A stone in stagnant water?
Some leaders in the NAC criticise ElBaradei’s approach, as well as his long absences abroad. “It’s become almost impossible for us to take him as president of our association,” says the general coordinator, Hassan Nafaa, who has decided to step down. “He is certainly willing to suffer but I’m not sure he’s ready to pay the price.” Many have stronger allegiances to other contenders, such as Ayman Nur. Nur finished a distant second in the 2005 poll.
Although he is a secular leftist, ElBaradei has found firmer backing from Islamists in Egypt’s largest opposition group, the Muslim Brotherhood (MB). The organisation, which is officially outlawed, controls one-fifth of the seats in the lower house through a network of ‘independent’ MPs. Already represented in the NAC, the MB pledged in June to help efforts to collect names for the group’s petition after a meeting between ElBaradei and the head of its parliamentary bloc, Mohamed Katani. Days earlier, the MB failed to win any seats in the upper chamber in an election marred by accusations of fraud.

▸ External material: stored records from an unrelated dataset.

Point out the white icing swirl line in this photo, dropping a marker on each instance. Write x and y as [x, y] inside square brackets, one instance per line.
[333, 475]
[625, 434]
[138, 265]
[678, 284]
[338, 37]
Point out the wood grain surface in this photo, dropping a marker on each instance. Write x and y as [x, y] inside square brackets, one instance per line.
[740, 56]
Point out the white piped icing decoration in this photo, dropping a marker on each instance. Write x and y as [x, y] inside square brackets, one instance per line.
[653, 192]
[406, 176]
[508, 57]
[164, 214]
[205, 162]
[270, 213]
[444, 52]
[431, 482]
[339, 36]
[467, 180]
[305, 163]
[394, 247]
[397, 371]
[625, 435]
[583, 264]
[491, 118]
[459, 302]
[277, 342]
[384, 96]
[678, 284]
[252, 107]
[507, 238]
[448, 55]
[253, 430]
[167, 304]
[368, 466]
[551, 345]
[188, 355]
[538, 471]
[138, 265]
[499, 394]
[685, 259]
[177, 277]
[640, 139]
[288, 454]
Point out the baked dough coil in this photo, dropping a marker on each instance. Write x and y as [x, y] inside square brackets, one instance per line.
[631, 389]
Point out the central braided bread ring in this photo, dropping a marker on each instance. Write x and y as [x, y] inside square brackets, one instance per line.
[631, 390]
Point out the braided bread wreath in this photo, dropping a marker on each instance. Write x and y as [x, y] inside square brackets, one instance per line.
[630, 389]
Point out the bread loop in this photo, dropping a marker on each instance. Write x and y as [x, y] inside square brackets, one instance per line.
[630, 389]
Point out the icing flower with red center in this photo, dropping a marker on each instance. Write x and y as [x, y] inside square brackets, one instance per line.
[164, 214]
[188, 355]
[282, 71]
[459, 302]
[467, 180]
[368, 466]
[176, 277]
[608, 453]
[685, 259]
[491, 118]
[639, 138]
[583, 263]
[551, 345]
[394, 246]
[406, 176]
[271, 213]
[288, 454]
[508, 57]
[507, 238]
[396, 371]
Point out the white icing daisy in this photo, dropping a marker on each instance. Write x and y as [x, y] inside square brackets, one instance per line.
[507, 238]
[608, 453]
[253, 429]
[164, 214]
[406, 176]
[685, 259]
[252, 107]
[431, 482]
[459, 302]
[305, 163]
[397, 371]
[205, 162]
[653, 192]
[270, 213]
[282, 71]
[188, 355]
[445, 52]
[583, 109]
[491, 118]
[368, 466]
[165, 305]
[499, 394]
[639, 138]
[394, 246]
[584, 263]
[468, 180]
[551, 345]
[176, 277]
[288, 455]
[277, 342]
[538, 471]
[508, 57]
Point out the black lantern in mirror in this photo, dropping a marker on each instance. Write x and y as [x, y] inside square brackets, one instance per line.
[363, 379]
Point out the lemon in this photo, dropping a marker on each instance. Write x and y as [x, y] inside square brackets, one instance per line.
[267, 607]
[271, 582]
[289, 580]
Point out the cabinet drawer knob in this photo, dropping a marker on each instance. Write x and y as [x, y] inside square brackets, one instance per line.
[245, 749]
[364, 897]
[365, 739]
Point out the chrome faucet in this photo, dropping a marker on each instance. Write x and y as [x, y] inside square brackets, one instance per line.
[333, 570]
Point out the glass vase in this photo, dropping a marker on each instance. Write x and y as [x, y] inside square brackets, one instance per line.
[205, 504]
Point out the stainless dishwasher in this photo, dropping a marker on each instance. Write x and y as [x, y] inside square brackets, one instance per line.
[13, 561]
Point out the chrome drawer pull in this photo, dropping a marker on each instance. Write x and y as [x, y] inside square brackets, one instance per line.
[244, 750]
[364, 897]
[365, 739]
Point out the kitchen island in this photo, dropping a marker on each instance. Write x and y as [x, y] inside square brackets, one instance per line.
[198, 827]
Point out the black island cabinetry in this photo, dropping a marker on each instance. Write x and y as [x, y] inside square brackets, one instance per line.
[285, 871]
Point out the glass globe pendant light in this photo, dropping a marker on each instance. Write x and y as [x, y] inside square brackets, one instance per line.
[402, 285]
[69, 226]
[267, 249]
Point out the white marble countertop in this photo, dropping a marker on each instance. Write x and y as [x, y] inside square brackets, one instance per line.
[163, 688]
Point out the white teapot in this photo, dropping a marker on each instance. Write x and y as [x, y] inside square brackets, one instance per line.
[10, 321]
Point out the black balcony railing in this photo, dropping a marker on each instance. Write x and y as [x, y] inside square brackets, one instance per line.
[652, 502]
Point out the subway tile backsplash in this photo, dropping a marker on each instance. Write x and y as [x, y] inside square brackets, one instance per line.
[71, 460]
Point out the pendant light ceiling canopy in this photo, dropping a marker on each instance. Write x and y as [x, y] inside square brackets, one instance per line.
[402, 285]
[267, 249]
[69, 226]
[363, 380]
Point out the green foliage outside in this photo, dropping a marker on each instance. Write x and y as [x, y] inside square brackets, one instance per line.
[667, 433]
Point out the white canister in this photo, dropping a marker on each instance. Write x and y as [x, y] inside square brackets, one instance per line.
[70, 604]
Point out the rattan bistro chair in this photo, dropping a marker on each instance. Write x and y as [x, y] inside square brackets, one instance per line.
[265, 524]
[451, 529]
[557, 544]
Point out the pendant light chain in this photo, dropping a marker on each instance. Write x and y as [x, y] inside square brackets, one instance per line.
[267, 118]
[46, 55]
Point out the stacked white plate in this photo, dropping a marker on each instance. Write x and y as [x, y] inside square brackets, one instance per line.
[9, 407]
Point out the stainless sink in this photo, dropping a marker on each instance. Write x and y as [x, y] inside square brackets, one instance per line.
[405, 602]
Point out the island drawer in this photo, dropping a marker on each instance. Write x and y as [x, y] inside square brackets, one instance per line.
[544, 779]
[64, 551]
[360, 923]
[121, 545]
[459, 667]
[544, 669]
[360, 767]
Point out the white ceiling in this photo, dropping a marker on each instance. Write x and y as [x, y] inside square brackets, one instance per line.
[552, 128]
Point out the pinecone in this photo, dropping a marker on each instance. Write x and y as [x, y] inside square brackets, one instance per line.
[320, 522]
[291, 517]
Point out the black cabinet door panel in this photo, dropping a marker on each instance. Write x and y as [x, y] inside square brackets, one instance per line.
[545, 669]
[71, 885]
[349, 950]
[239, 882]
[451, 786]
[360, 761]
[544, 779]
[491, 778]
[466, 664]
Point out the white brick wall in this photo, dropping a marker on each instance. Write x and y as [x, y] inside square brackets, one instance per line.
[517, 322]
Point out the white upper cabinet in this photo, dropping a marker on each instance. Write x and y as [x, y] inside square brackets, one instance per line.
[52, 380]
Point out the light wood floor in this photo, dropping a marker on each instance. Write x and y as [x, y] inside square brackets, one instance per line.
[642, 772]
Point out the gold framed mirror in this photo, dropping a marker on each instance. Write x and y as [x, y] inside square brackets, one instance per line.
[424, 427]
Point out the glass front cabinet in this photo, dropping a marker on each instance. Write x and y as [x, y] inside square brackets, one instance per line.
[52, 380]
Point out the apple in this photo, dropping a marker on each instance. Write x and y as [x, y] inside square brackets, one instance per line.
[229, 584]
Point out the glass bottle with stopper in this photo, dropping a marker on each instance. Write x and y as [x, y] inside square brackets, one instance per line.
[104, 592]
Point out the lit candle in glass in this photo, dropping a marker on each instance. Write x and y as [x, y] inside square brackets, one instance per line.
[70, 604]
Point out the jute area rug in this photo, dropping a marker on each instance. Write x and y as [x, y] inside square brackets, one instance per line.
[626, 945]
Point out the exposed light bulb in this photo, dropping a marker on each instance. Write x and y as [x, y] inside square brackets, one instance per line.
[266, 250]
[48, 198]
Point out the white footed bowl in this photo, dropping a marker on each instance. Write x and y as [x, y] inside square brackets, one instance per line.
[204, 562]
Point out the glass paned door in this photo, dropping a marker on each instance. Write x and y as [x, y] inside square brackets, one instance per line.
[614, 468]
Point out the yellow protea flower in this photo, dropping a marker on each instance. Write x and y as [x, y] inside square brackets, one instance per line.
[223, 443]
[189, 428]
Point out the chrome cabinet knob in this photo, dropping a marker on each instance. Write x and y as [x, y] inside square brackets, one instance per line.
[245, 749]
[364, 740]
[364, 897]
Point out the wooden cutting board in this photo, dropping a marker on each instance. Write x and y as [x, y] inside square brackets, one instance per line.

A senior member of the Brotherhood, Essam El-Erian, argues that as a prominent international figure, ElBaradei will publicise the need for democratic change. “When he declared that he was going to move with the people for change, it was a very big stone in the stagnant water of Egyptian politics,” he says. Quite how the Islamist MB would hope to gain from ElBaradei’s liberal democratic and secularist politics is open to question.
The Egyptian government has maintained its iron grip on power by intimidating and imprisoning critics. The Brotherhood says that in the past 15 years, over 30,000 of its followers have been arrested. Parties are routinely monitored and infiltrated by security services. Divisions over political agendas and ideologies have also weakened the wider opposition movement.
Analysts view the recent poll for the upper chamber as a key indicator of what is likely to happen in the more important lower chamber polls, due in October, and the presidential election expected next year. If ElBaradei or others are to break through they will have to unite behind reformist goals and convince an Egyptian public that has learnt to be cautious and sceptical.